Tchaikovsky’s "Sleeping Beauty" is for everyone. With its superbly melodic score and Marius Petipa’s landmark 1890 choreography, it always has been an audience favorite, not to mention the apex of aspiration for dancers. The San Francisco Ballet’s run of the work (through March 4) is yet another revival of Helgi Tomasson’s 1990 centennial restaging, last seen in the Opera House six years ago.
As before, the most striking aspect of this production is the late Jens-Jacob Worsaae’s magically majestic costumes. It’s difficult to take your eyes off the enormous red and gold royal robes in the background (especially well worn by Jim Sohm as the Tsar), even if the real ballet action is front and center in plain old tutus and tights.
The crossover between luxurious (and, in this case, downright scary) costumes and dancing came with the black-clad, manic arrival of Parrish Maynard as the Fairy of Darkness. This really bad dude, who causes the title character to fall into deathly sleep just because he was not invited to her christening, danced up a mean, impressive storm.
(Courtesy photo/Eric Tomasson) Gorgeous costumes and brilliant performances shine in "Sleeping Beauty."
Standouts among the many roles in the nearly three-hour-long ballet’s countless divertissement were Nutnaree Pipit-Suksun’s effortlessly elegant Fairy of Tenderness (she danced true to her name), Chidozie Nzerem’s Siberian Prince, and the 18 participants in the Garland Dance — a great ensemble performance of precision and élan.

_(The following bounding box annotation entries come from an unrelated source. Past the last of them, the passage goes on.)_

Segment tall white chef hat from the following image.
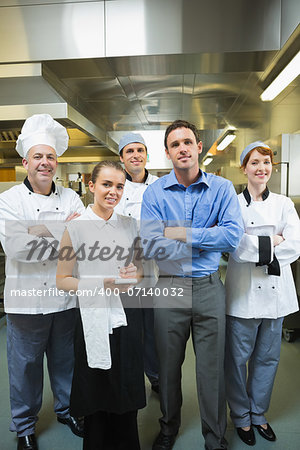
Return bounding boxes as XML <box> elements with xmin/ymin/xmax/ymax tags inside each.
<box><xmin>16</xmin><ymin>114</ymin><xmax>69</xmax><ymax>158</ymax></box>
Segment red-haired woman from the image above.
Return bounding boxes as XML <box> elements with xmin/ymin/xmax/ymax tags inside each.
<box><xmin>225</xmin><ymin>141</ymin><xmax>300</xmax><ymax>445</ymax></box>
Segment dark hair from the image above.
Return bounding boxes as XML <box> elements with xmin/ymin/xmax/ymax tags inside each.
<box><xmin>91</xmin><ymin>160</ymin><xmax>126</xmax><ymax>183</ymax></box>
<box><xmin>241</xmin><ymin>147</ymin><xmax>274</xmax><ymax>169</ymax></box>
<box><xmin>164</xmin><ymin>120</ymin><xmax>200</xmax><ymax>148</ymax></box>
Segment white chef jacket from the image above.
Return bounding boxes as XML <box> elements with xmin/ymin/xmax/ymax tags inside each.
<box><xmin>0</xmin><ymin>183</ymin><xmax>85</xmax><ymax>314</ymax></box>
<box><xmin>225</xmin><ymin>192</ymin><xmax>300</xmax><ymax>319</ymax></box>
<box><xmin>68</xmin><ymin>206</ymin><xmax>138</xmax><ymax>369</ymax></box>
<box><xmin>114</xmin><ymin>171</ymin><xmax>158</xmax><ymax>288</ymax></box>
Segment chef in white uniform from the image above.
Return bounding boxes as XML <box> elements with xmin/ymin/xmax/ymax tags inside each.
<box><xmin>0</xmin><ymin>114</ymin><xmax>84</xmax><ymax>450</ymax></box>
<box><xmin>225</xmin><ymin>141</ymin><xmax>300</xmax><ymax>445</ymax></box>
<box><xmin>115</xmin><ymin>132</ymin><xmax>159</xmax><ymax>393</ymax></box>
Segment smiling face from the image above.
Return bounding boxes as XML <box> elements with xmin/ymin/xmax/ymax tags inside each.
<box><xmin>22</xmin><ymin>144</ymin><xmax>57</xmax><ymax>191</ymax></box>
<box><xmin>244</xmin><ymin>150</ymin><xmax>272</xmax><ymax>187</ymax></box>
<box><xmin>120</xmin><ymin>142</ymin><xmax>147</xmax><ymax>175</ymax></box>
<box><xmin>165</xmin><ymin>128</ymin><xmax>202</xmax><ymax>174</ymax></box>
<box><xmin>89</xmin><ymin>167</ymin><xmax>125</xmax><ymax>220</ymax></box>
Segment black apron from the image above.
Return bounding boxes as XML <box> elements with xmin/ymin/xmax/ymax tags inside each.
<box><xmin>70</xmin><ymin>294</ymin><xmax>146</xmax><ymax>417</ymax></box>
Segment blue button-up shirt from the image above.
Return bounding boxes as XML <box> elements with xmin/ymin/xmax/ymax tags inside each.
<box><xmin>141</xmin><ymin>170</ymin><xmax>243</xmax><ymax>277</ymax></box>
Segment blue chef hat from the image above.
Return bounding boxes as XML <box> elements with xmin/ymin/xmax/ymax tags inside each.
<box><xmin>240</xmin><ymin>141</ymin><xmax>270</xmax><ymax>166</ymax></box>
<box><xmin>119</xmin><ymin>132</ymin><xmax>147</xmax><ymax>153</ymax></box>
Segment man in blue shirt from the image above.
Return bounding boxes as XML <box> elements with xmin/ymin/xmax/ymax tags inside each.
<box><xmin>141</xmin><ymin>120</ymin><xmax>243</xmax><ymax>450</ymax></box>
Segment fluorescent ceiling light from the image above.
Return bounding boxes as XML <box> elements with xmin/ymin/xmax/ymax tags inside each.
<box><xmin>217</xmin><ymin>134</ymin><xmax>236</xmax><ymax>150</ymax></box>
<box><xmin>260</xmin><ymin>51</ymin><xmax>300</xmax><ymax>102</ymax></box>
<box><xmin>203</xmin><ymin>158</ymin><xmax>213</xmax><ymax>166</ymax></box>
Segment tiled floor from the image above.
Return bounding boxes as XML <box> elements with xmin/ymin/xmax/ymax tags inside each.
<box><xmin>0</xmin><ymin>316</ymin><xmax>300</xmax><ymax>450</ymax></box>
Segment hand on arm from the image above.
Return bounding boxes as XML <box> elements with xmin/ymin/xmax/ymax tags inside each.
<box><xmin>164</xmin><ymin>227</ymin><xmax>186</xmax><ymax>242</ymax></box>
<box><xmin>28</xmin><ymin>225</ymin><xmax>54</xmax><ymax>237</ymax></box>
<box><xmin>273</xmin><ymin>234</ymin><xmax>284</xmax><ymax>247</ymax></box>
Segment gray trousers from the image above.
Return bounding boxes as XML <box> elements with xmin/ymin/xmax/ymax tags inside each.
<box><xmin>225</xmin><ymin>316</ymin><xmax>283</xmax><ymax>427</ymax></box>
<box><xmin>7</xmin><ymin>309</ymin><xmax>75</xmax><ymax>437</ymax></box>
<box><xmin>154</xmin><ymin>272</ymin><xmax>227</xmax><ymax>450</ymax></box>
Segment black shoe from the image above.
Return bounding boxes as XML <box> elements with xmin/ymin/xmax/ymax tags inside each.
<box><xmin>236</xmin><ymin>427</ymin><xmax>255</xmax><ymax>445</ymax></box>
<box><xmin>152</xmin><ymin>431</ymin><xmax>176</xmax><ymax>450</ymax></box>
<box><xmin>57</xmin><ymin>416</ymin><xmax>83</xmax><ymax>437</ymax></box>
<box><xmin>254</xmin><ymin>423</ymin><xmax>276</xmax><ymax>441</ymax></box>
<box><xmin>151</xmin><ymin>383</ymin><xmax>159</xmax><ymax>395</ymax></box>
<box><xmin>18</xmin><ymin>434</ymin><xmax>38</xmax><ymax>450</ymax></box>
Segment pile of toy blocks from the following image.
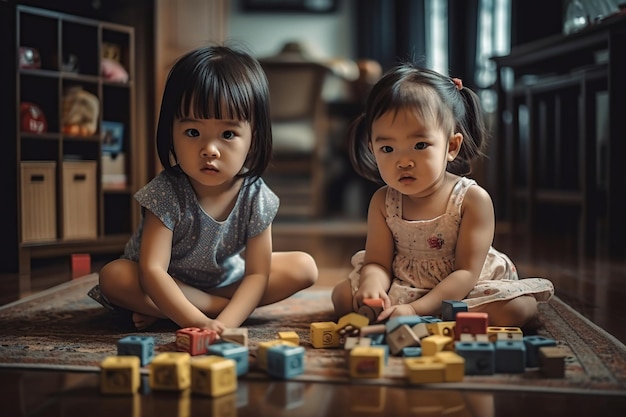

There was precision also, but no particular passion or tenderness, from Rachel Viselli, making her debut as Aurora in the title role, expressing no discernible feelings beyond the visible concern to succeed. She is a fine dancer, but on Sunday, she was all nerves and rigidity, unable to provide the vital core of the piece. And so, the many-splendored show offered a whole less than its considerable parts. (It is unfair to demand superhuman physical production, flawless technique and no showing of effort in a terribly difficult role, but that’s what ballet is all about: it requires the impossible.)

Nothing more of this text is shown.